His book “Racial Formations/Critical Transformations” won awards from the Association for Asian American Studies and the Gustavus Myers Center for Human Rights and he received the 1994 Katherine Newman Award from the Society for the Study of Multi-Ethnic Literatures in the United States. His recent publications focus on comparative cultural analysis and the experience of Filipinos in the U. S.
San Juan has held fellowships at the Institute for the Advanced Study of the Humanities, University of Edinburgh, Scotland, and the Institute for the Study of Culture and Society, Ohio.
“WSU is indeed fortunate to have a scholar of such keen intellect and high visibility in the field of ethnic and cultural studies join our faculty as chair of the Department of Comparative American Cultures,” said Barbara Couture, Liberal Arts dean. “Professor San Juan’s hiring is a landmark achievement for the department. His scholarship and leadership promises to be an inspiration to the faculty and a positive force in helping WSU meet its goals to promote diversity in our academic programs.”

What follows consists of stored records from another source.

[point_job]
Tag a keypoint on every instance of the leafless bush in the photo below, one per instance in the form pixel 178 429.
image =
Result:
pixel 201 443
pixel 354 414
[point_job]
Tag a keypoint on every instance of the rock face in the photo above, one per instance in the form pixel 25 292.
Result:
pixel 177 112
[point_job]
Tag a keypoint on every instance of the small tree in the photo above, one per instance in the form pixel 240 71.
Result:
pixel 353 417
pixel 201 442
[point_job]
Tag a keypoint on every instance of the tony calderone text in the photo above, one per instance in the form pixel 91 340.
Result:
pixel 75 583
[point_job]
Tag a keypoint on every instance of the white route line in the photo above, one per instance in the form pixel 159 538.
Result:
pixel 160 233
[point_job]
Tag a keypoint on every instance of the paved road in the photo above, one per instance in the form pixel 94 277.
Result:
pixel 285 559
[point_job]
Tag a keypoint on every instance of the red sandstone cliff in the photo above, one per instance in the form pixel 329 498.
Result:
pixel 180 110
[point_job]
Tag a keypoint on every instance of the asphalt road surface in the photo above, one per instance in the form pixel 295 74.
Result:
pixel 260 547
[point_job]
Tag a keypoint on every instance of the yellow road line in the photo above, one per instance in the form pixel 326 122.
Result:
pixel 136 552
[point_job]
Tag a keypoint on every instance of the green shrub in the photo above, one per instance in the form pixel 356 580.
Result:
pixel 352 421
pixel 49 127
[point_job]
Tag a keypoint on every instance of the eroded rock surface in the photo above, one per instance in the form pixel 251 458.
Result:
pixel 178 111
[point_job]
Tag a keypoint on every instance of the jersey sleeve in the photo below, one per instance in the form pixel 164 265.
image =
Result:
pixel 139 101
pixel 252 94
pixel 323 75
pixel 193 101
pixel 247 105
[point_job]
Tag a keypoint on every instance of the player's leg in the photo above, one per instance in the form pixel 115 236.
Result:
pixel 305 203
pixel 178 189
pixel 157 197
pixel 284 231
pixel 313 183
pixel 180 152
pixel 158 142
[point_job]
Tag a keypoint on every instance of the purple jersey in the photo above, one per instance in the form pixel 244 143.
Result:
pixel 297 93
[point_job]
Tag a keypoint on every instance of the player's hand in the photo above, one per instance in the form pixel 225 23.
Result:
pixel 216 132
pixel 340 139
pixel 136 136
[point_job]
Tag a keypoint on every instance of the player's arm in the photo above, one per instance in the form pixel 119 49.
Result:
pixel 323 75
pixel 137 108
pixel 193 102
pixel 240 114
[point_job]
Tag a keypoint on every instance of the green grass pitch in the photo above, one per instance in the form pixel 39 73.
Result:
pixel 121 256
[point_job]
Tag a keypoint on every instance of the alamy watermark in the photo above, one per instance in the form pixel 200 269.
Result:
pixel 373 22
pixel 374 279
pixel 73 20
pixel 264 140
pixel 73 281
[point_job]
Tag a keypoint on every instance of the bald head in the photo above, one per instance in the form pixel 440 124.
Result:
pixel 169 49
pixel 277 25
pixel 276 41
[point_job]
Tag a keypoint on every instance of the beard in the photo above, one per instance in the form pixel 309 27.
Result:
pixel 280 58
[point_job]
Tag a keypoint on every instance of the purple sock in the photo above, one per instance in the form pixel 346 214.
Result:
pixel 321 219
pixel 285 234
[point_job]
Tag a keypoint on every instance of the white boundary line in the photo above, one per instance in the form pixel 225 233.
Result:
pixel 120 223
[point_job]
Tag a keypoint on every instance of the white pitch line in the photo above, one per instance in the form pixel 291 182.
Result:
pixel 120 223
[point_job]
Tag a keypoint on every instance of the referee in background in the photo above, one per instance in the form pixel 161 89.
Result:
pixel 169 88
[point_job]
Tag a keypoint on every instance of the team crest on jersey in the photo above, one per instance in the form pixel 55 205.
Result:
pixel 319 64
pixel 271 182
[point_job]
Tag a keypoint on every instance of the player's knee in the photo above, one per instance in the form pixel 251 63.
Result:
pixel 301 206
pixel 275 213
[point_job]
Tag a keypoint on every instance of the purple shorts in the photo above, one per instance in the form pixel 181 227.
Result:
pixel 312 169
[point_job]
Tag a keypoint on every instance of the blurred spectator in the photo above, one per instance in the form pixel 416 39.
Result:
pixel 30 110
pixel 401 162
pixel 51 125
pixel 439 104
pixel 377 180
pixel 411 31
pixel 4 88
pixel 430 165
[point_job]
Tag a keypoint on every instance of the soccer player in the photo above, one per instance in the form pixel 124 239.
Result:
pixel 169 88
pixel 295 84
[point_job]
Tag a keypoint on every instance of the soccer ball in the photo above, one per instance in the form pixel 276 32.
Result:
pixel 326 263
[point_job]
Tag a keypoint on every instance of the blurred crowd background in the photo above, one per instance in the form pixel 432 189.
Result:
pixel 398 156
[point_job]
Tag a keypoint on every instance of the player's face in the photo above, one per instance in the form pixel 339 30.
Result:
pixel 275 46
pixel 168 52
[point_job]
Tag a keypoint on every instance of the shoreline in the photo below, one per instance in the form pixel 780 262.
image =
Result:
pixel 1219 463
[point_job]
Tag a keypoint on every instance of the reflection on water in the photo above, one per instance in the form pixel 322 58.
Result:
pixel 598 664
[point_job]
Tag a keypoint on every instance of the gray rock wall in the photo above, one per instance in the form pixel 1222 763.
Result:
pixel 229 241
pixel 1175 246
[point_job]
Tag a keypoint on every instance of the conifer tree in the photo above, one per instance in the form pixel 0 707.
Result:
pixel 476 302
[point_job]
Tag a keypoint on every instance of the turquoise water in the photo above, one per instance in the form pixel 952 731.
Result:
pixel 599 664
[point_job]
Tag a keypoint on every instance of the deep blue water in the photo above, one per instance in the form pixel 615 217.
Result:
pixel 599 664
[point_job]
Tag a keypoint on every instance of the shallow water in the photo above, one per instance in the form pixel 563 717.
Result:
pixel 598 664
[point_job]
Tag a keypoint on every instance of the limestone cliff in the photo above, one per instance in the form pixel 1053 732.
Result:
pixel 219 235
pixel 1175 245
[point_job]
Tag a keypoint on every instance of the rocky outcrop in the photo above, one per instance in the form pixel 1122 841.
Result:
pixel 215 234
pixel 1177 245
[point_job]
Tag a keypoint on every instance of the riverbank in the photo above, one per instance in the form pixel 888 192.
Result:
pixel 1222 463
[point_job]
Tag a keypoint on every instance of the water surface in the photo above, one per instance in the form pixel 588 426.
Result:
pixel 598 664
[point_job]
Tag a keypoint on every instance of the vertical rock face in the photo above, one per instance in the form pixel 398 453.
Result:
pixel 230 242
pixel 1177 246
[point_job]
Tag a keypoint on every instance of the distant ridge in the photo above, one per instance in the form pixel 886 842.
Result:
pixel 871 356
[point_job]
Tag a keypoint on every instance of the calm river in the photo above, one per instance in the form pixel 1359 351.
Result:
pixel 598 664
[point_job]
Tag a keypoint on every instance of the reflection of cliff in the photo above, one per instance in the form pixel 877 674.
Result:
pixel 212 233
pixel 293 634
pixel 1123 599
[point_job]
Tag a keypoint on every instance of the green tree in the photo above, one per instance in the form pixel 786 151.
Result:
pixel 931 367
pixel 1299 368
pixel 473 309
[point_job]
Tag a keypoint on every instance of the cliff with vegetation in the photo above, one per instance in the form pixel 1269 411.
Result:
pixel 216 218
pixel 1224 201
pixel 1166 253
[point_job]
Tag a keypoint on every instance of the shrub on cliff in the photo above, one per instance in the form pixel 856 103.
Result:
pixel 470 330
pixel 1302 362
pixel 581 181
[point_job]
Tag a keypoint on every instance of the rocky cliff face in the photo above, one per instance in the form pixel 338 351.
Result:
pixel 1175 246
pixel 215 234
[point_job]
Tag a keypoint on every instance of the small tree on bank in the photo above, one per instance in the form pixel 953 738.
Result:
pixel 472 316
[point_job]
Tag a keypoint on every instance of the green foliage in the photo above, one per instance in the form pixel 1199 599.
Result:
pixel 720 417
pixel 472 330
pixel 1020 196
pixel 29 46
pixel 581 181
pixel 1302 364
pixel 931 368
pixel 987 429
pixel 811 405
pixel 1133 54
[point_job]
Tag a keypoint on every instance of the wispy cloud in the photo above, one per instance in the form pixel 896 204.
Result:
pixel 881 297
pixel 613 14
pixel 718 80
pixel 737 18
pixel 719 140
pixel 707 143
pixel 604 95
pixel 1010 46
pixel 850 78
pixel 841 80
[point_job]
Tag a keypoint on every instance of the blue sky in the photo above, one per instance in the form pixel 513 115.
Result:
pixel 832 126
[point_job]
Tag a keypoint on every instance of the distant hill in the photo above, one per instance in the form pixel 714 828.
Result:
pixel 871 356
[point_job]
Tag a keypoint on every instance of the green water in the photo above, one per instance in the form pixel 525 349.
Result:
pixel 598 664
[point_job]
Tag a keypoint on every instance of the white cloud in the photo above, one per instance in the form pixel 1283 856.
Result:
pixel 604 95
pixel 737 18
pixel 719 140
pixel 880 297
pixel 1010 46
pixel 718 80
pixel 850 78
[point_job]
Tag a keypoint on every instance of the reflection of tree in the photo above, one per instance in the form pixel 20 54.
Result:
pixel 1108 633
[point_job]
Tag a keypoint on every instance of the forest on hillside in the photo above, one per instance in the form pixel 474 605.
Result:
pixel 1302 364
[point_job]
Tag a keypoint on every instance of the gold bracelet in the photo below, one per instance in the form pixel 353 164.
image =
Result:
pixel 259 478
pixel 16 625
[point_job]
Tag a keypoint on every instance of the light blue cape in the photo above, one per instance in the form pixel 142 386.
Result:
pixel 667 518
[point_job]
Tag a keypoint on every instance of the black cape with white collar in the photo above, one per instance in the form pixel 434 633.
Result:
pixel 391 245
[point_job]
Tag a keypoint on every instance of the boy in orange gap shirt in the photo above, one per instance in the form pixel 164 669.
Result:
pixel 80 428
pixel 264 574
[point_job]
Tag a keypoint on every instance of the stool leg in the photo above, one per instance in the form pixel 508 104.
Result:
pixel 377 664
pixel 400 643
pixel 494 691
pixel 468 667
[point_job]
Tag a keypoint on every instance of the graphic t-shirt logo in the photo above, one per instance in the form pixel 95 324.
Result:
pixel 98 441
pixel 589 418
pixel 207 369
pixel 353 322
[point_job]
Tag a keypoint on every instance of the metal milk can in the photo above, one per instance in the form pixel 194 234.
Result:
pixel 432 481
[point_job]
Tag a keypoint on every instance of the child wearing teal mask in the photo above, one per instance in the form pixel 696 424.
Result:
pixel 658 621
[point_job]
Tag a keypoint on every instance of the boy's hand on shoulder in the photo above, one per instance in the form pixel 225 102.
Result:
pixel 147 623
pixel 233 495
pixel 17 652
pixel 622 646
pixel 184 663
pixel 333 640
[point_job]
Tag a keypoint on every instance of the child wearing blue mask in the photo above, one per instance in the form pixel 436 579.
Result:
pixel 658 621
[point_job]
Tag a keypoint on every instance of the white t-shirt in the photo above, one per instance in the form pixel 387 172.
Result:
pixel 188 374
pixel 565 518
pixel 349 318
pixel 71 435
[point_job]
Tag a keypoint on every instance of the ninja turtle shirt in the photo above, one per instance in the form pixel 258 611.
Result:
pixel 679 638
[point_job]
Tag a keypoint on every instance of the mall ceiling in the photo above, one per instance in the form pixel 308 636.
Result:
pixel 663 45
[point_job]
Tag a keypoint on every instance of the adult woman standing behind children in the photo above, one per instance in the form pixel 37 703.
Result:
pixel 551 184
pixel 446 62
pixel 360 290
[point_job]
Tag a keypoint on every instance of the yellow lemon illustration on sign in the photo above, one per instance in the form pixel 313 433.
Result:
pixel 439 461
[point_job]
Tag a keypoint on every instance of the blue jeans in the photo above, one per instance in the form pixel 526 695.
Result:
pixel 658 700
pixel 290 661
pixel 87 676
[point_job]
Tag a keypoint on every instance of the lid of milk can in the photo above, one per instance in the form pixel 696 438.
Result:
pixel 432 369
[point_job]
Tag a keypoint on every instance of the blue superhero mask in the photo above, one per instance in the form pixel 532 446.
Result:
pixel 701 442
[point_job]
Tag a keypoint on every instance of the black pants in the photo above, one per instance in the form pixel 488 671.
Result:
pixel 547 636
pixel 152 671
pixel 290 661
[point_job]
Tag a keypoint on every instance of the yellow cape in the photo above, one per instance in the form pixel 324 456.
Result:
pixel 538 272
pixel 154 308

Working with campus ethnic groups, including the Asian American, Native American, Chicano, and African American centers, and expanding and integrating CAC activities with the Women Studies and American Studies programs are among San Juan’s primary goals.
“A major in CAC was first created in 1995,” said San Juan. “We are working to expand offerings in our major and to create graduate courses as well. I believe WSU offers many opportunities to explore new ways to teach and conduct research, and I am looking beyond the U.S. into comparative studies of different cultures in order to promote awareness and appreciation of cultural differences.”